Determine the prime factors of a given positive integer.
Construct a flat list containing the prime factors in
ascending order.
primeFactors(N) = primeFactorsAux(N,2).
primeFactorsAux(N,F) = Res, F*F > N => Res = [N].
primeFactorsAux(N,F) = Res,
N mod F == 0
=>
Res = [F|primeFactorsAux(N div F,F)].
primeFactorsAux(N,F) = primeFactorsAux(N,F+1).
Determine the prime factors of a given positive integer.
prime_factors_mult(N) = Res =>
Pairs = primeFactors(N).encode(), % see P1_10
Res = [(I,Count) : (Count,I) in Pairs].
A list of prime numbers.
Given a range of integers by its lower and upper limit,
construct a list of all prime numbers in that range.
primesR(A,B) = [P : P in primes(B), P >= A].
Goldbach's conjecture.
Goldbach's conjecture says that every positive even number
greater than 2 is the sum of two prime numbers.
Example: 28 = 5 + 23.
goldbach(N) = first([(X,Y) : X in primesR(2, N-2), Y = N-X, prime(Y)]).

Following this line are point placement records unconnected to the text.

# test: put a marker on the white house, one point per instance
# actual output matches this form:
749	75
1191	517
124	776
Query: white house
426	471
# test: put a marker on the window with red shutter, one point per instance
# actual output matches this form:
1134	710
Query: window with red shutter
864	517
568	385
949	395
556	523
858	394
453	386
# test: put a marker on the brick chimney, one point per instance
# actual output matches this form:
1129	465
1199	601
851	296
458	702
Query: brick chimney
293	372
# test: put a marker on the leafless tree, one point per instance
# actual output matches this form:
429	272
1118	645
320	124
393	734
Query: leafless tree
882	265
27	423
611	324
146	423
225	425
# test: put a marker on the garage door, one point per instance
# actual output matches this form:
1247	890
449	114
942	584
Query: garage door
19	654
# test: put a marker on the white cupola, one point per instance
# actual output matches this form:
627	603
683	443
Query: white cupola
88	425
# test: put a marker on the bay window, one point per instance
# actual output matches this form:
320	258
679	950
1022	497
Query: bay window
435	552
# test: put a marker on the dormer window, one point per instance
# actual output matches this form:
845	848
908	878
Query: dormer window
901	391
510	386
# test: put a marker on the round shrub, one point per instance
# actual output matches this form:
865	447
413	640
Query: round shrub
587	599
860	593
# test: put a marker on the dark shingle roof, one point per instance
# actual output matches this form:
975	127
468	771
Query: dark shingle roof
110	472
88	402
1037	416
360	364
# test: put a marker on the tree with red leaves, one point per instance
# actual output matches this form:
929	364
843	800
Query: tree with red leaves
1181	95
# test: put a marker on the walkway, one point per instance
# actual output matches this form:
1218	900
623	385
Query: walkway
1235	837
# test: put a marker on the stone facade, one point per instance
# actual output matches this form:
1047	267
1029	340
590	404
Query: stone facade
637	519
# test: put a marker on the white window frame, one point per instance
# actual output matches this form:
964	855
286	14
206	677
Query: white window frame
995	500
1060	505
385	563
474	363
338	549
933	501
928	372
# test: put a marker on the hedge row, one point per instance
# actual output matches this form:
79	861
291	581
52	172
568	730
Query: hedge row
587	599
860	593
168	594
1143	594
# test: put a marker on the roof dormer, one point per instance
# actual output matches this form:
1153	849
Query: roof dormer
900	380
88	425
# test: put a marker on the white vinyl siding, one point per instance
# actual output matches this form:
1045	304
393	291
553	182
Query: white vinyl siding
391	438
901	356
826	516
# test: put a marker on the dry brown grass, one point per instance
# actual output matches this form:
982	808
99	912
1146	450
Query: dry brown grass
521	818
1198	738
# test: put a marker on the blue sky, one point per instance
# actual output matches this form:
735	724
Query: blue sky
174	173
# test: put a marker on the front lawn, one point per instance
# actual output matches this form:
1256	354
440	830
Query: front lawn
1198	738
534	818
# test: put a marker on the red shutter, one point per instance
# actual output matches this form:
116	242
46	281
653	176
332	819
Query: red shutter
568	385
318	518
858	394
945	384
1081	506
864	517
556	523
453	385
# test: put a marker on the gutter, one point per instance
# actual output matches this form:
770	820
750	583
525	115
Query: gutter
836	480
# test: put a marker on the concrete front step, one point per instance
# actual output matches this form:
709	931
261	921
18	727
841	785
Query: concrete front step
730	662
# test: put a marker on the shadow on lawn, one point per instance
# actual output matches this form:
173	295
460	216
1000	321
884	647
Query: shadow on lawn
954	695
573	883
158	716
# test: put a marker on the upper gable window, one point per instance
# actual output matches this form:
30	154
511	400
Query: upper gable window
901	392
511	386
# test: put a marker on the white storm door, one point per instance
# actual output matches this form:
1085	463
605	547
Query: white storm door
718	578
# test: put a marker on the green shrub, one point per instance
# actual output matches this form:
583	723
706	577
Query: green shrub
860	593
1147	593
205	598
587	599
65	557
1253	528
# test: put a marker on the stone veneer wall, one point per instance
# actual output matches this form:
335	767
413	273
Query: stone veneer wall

A list of Goldbach compositions.
a) Given a range of integers by its lower and upper limit,
print a list of all even numbers and their Goldbach
composition.
b) In most cases, if an even number is written as the sum
of two prime numbers, one of them is very small. Very rarely,
the primes are both bigger than say 50. Try to find out how
many such cases there are in the range 2..3000.
goldbach_list(From,To) =>
foreach(N in max(4,From)..To, even(N))
(P1,P2) = goldbach(N),
printf("%w = %w + %w\n",N,P1,P2)
end.
goldbach_list_2(From,To,M) =>
foreach(N in max(4,From)..To, even(N), (P1,P2) = goldbach(N), P1 >= M, P2 >= M)
printf("%w = %w + %w\n",N,P1,P2)
end.
Determine the greatest common divisor of two positive
integer numbers. Use Euclid's algorithm.
myGCD(A,0) = abs(A).
myGCD(A,B) = myGCD(B, A mod B).
Determine whether two positive integer numbers are coprime.
Two numbers are coprime if their greatest common divisor
equals 1.
coprime(A,B) => gcd(A,B) == 1.
Calculate Euler's totient function phi(m).
Euler's so-called totient function phi(m) is defined as the
number of positive integers r (1 <= r < m) that are coprime
to m.
totient(N) = length([X : X in 1..N, coprime(X,N)]).
Calculate Euler's totient function phi(m) (improved).
totient2(M) = prod([(P - 1) * P ** (C - 1) : (P, C) in prime_factors_mult(M)]).
Compare the two methods of calculating Euler's totient
function.
% no code